Saturday, 30 June 2012

Oil Painting 28 - The Salon and Marble Hall at Weston




Last year, 2011, I started a wonderful working relationship with the Weston Park Foundation. It began with entering their Halls Fine Art Open Competition in the superb Granary Gallery space at Weston, having 2 out of 3 submitted selected, and then receiving the wonderful news that one of the pieces, 'Etruria Roundabout' had won the regional artist prize of £500 for Staffordshire and Cheshire. Etruria Roundabout is one of my personal favourites and has always proved popular, also winning the Visitor's Choice Prize at The Staffordshire Open at The Shire Hall Gallery, Stafford, but for one reason or another it has not found a buyer yet.
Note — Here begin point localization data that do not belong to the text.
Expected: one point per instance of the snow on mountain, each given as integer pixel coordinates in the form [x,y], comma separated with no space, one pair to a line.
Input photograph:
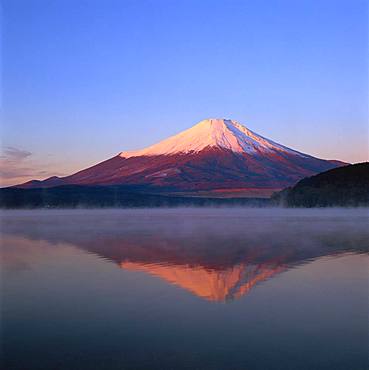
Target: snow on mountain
[214,155]
[216,133]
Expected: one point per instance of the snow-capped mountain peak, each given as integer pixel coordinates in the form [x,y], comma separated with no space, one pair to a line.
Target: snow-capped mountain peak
[219,133]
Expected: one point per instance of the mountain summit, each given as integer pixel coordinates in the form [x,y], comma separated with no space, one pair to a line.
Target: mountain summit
[215,155]
[212,133]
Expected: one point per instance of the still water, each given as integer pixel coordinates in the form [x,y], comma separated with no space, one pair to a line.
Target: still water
[222,289]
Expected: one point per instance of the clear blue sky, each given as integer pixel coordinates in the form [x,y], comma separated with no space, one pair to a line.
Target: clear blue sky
[84,80]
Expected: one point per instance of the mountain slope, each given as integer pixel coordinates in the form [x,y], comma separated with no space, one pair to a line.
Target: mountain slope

I guess not everyone wishes to have a busy concrete traffic spot on their walls!

Winning the prize at the Halls Open at Weston introduced my agent and I to the art curator and education team there and we were offered a group show in the December months responding to the theme of Weston Park itself and celebrating the 25 years the foundation has been established. Participating in this exhibition was one of my career highlights as it lead to months of directly responding to the House and grounds as well as gaining entry to paint the main stage at the V Festival. Click here to see more details on the exhibition and the body of work.

So, when I knew we would be close by on the boat, moored at the beautiful village of Wheaton Aston and then Stretton Aqueduct, I thought I would revisit the fascinating interiors of the House at Weston with Oil Painting 28 - The Salon and Marble Hall. The other interiors I have painted at the house are The Library and The Dining Room and The British Guild of Travel Writers' Dinner at Weston.
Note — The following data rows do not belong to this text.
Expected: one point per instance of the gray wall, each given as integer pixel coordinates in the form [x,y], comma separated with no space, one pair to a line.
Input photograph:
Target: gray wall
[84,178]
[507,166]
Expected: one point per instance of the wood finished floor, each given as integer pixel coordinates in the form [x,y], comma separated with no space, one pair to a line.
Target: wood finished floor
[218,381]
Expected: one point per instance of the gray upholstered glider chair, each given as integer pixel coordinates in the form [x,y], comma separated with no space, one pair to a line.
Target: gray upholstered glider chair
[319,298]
It was ideal indoor subject matter with the dismal weather continuing, but more than that I really enjoyed an unusual depiction of space interpreting a chequered floor. Along with looking down railway lines and telegraph poles a chequered floor is a much-used device for illustrating space and perspective.
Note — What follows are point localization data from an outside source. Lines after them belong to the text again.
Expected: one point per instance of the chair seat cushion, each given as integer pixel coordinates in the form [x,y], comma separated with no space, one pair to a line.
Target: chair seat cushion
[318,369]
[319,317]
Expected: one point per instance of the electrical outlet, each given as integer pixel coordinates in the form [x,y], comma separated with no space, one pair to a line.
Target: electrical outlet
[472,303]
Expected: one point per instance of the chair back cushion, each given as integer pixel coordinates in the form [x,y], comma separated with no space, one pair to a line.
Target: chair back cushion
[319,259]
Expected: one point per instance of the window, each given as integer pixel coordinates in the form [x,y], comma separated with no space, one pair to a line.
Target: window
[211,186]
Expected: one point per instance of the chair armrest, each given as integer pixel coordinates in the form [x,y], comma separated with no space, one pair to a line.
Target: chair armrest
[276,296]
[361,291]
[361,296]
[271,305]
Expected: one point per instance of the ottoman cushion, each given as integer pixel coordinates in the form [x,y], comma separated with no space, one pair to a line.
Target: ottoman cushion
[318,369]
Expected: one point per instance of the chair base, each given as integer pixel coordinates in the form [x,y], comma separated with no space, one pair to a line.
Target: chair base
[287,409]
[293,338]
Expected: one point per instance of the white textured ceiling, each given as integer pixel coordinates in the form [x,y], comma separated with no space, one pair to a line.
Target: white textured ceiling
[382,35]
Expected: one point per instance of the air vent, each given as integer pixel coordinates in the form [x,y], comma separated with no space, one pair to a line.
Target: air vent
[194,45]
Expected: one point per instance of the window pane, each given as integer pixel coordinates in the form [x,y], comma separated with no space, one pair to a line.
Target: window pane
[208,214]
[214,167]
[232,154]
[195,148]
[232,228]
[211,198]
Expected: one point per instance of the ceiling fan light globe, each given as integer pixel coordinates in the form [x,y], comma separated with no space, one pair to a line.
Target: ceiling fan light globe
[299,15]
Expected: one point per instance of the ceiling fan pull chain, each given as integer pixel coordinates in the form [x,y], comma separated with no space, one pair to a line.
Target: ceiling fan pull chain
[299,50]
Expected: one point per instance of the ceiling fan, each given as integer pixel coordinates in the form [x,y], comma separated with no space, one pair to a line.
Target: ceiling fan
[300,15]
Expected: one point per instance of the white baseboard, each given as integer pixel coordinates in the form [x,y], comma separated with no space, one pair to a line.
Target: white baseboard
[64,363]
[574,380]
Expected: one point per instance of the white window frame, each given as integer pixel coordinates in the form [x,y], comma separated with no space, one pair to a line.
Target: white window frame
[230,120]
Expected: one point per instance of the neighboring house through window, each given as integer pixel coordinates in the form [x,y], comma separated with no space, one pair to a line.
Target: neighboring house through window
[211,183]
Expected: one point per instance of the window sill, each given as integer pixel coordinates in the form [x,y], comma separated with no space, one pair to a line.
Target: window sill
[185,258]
MC Escher often played his visual illusion games using chequered flooring, the study of Escher's perspective treatment formed part of my wide angle dissertation study during my Fine Art BA Hons. I think the stark contrast of black and white patterned squares allow immediate interpretation of the plane in space you are trying to depict, and as we have become so familiar with them, they can facilate and bring a normality to quite complex spacial representations. Another more recent artistic treatment of distorting chequered flooring can be seen in some of Tim Burton's films 'Nightmare before Christmas' and 'Alice in Wonderand'.


I have waved the horizon in the piece to draw attention to looking down at the tiles on the right hand side and looking up at skylight in the salon on the left. 

I have always had an unusual education of the subject whenever painting in the house at Weston, the tour guides escorting groups round and informing about every piece of art in the room I am looking at is a great way to learn about what you are painting. Now I know this room was originally a courtyard, I am positioned next to a painting of a 127 year old woman who once walked from Staffordshire to London, the painting of the ships in the background caused distress to a group of yacht owners because the wind is wrong. There is another popular painting in the room of a little girl who has been whipped in her classes, the chairs are all of the studio of Chippendale, the chequered flooring is welsh slate and Italian marble and original to the house. When Birmingham housed the G8 Summit the world leaders had a day of relaxation here at Weston and watched the cup final in this room whilst Tony Blair and Bill Clinton were being interviewed on the lawn at the front by David Frost.